Un po' più di attenzione sulle espressioni quando ragioni con gli altri, soprattutto per iscritto. Grazie

Direi di non essere fuori tema:

a Boldrin che contesta la mancata "cultura liberale" della borghesia italiana, tu hai risposto che la borghesia in Italia non esiste e lo ribadisci nel secondo commento dicendo che la borghesia si può formare solo in paesi di religione protestante.

Così non è e quello ho cercato di mostrare.

Forse tu identifichi automaticamente il "borghese" con il "borghese liberale", non è necessariamente così (anzi per molti, tipo Bunuel, non è MAI così)

Il discorso "colpa": dato che per me la borghesia in Italia esiste (ed è esistita) se l'Italia di oggi non è un paese liberale, ma clerical fascista, essa deve assumersi la sua parte di responsabilità storica (come da commento di Boldrin).

PS

La definizione "visione distorta" è riferito solo alla parte riportata in blockquote, non a tutto il tuo commento, mi sembrava chiaro.

Re(11): Bello

MauroLib 27/5/2011 - 14:17

Ok, chiarito.

Hai ragione, non riesco a immaginare una borghesia che non sia liberale. Caratteristica della borghesia è lavorare e 'fare affari'. Che vuol dire produrre beni e scambiarli con altri. Questo implica necessariamente libertà di allocare le proprie risorse per produrre beni e servizi che gli altri sono interessati a comprare. E li devi proporre a prezzi più bassi con la qualità che il compratore è disposto a pagarti. Questo fa un borghese. E questi sono concetti liberali e liberisti.

Se tu intendi dire che in Italia esistono produttori che possono fare a meno di allocare bene le risorse perchè fanno affari 'protetti' dallo Stato che interferisce creando regole che alterano il libero mercato e gli garantiscono 'rendite' protette, allora sono perfettamente d'accordo con te.

Questo caso, che mi pare il cancro del nostro paese, non chiama in causa la definizione di borghesia e tantomeno di cultura liberale. Chiama in causa la cultura clerico-fascista o come si usa dire oggi, fasciocomunista. Dove se vuoi avere successo devi fare affari col 'potente' (ieri il nobile o il prelato, oggi lo Stato).

Quindi, ancora una volta, di cultura liberale e di borghesia autentica ne vedo proprio poca e non riesco ad attribuirgli i danni che gli vengono imputati.

 

Quindi, ancora una volta, di cultura liberale e di borghesia autentica ne vedo proprio poca e non riesco ad attribuirgli i danni che gli vengono imputati.

Per quello dicevo sostituiamo "borghesia" con "elite" ed il discorso di Boldrin filerà perfettamente (poi si può essere d'accordo o meno, io sono d'accordo)

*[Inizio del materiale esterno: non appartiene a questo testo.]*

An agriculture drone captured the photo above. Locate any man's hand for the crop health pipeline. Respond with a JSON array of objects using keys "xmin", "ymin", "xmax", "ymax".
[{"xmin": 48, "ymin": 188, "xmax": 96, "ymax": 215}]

Sul fatto che di cultura liberale se ne veda poca direi che siamo tutti concordi, però nel post di Boldrin ci si riferiva alle elite che si autoproclamano "liberali" per vezzo intellettuale senza in realtà esserlo (chè proclamarsi reazionari, fasci o corporativisti non ha lo stesso appeal).

In sostanza parliamo di "elite liberale" perchè loro si son definiti così ma si è ben consci che liberali non lo sono mai stati, vedi la chiosa:

Anche ed anzitutto perché della cultura cosidetta "liberal borghese" altro non ha fatto che scempio e presa in giro.